Corriere del Mezzogiorno (Campania)
MA DOVE SONO FINITE LE ZES?
La fiscalità di vantaggio per le aree meridionali, alla quale ha fatto accenno il premier Conte nei giorni scorsi, può davvero essere la panacea di tutti i mali endemici del Sud? Prima di tutto occorre capire di che si tratta concretamente e, soprattutto, se esistano davvero spazi per introdurla, laddove in passato ogni proposta di tal natura si è scontrata con un duro niet della Commissione di Bruxelles. Fiscalità di vantaggio vorrebbe dire, di fatto, una attenuazione fiscale sull’Ires e sull’Irpef, in generale su tutti i redditi d’impresa, esclusa l’Irap che finanzia la sanità pubblica. Ma non anche su quelle imposte locali, come l’Imu che grava sugli immobili industriali, perché altrimenti lo Stato sarebbe poi costretto a ristorare i Comuni per la conseguente perdita di gettito. L’interrogativo che nasce spontaneo è: per quanto tempo, e soprattutto di che entità, sarebbe questo abbassamento delle tasse? Al primo quesito la risposta non può che essere una: forse, dopo lo sconvolgimento provocato in Europa dal Covid-19, l’Ue potrebbe anche concederla in una fase nella quale è stata di fatto accantonata e messa in frigorifero la norma comunitaria che vieta qualsiasi forma di aiuti di Stato.
Ma, una volta terminata l’emergenza, presumibilmente a fine 2021, questo regime resterebbe in vita o molto più probabilmente si tornerebbe allo statu quo ante pandemia e sarebbe irrimediabilmente cancellato? In quest’ultimo caso un vantaggio transitorio che non diventi strutturale potrebbe addirittura tramutarsi in un rimedio peggiore del male.
Alla successiva domanda, sull’entità dello sconto tributario, va ricordato che Bruxelles non guarda certo di buon occhio l’uso dei fondi europei per agire sulla leva fiscale. Anche perché il tema della competitività dei sistemi economici va affrontato per altra via, prendendo il toro per le corna, e ponendosi una volta per tutte il problema di fondo: la concorrenza impari tra le regioni della convergenza dell’Est e quelle svantaggiate dell’Ue a 15, alla quale porre rimedio con meccanismi di compensazione per quanti vivono in zone valutarie non ottimali, come quella dell’area euro. Ciò perché le asimmetrie nei regimi fiscali, insieme a quelle nel costo del lavoro e nell’utilizzo o meno dello strumento del cambio, mettono le regioni dell’area mediterranea, soprattutto il Mezzogiorno, in una condizione di svantaggio strutturale, misurabile attorno al 30 per cento. Svantaggio sul quale le politiche di coesione non sono mai riuscite da sole a incidere, se non in misura molto parziale.

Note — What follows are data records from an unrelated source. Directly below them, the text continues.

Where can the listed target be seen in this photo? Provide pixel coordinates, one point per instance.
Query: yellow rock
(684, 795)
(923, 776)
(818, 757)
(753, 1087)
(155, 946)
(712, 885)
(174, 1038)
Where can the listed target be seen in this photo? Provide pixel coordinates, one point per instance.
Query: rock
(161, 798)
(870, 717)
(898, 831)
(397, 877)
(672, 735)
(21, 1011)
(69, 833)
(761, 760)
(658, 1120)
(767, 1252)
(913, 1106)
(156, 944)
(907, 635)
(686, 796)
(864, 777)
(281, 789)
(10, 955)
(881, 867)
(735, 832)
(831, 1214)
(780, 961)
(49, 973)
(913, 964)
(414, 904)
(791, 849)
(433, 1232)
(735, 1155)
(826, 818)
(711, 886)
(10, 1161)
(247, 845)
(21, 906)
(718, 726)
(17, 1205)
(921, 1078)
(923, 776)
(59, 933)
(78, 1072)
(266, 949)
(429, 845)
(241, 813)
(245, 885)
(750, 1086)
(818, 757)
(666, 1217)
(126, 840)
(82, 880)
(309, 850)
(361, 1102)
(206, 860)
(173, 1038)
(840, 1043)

Di fiscalità di vantaggio si discute da tanti, troppi anni. E in passato il Sud l’aveva, grazie a quegli sgravi contributivi totali di cui beneficiarono le regioni meridionali fino al 1994, risparmiando non poco sul costo del lavoro. Ma quella fiscalizzazione degli oneri sociali fu cancellata proprio dalla Commissione di Bruxelles, in seguito al famigerato accordo tra l’allora ministro del Bilancio italiano, il leghista Pagliarini, e il commissario europeo Van Miert. Oltre un decennio dopo, nel 2006 la Regione Campania provò a riesumarla ma l’ostilità della Commissione fu netta. Nel 2009 si fece cenno a una fiscalità di sviluppo nell’ambito della legge Calderoli sul federalismo fiscale, che, però, era configurata più come una sorta di premio alla produttività, rimasta sempre lettera morta.
In definitiva, di fronte al dumping fiscale degli Stati membri dell’Ue non appartenenti all’area euro, che giustifica macroscopiche differenze nei livelli di tassazione e del reddito d’impresa tra Paesi — in Bulgaria si paga il 24,5 per cento di imposte e contributi sul lavoro contro il 42,8 per cento dell’Italia — prima di fare doppi e tripli salti pindarici, sarebbe forse meglio far funzionare ciò che già c’è e gode di interessanti agevolazioni fiscali. Come le Zone Economiche Speciali, costituite al Sud ma che giacciono in un limbo da troppo tempo.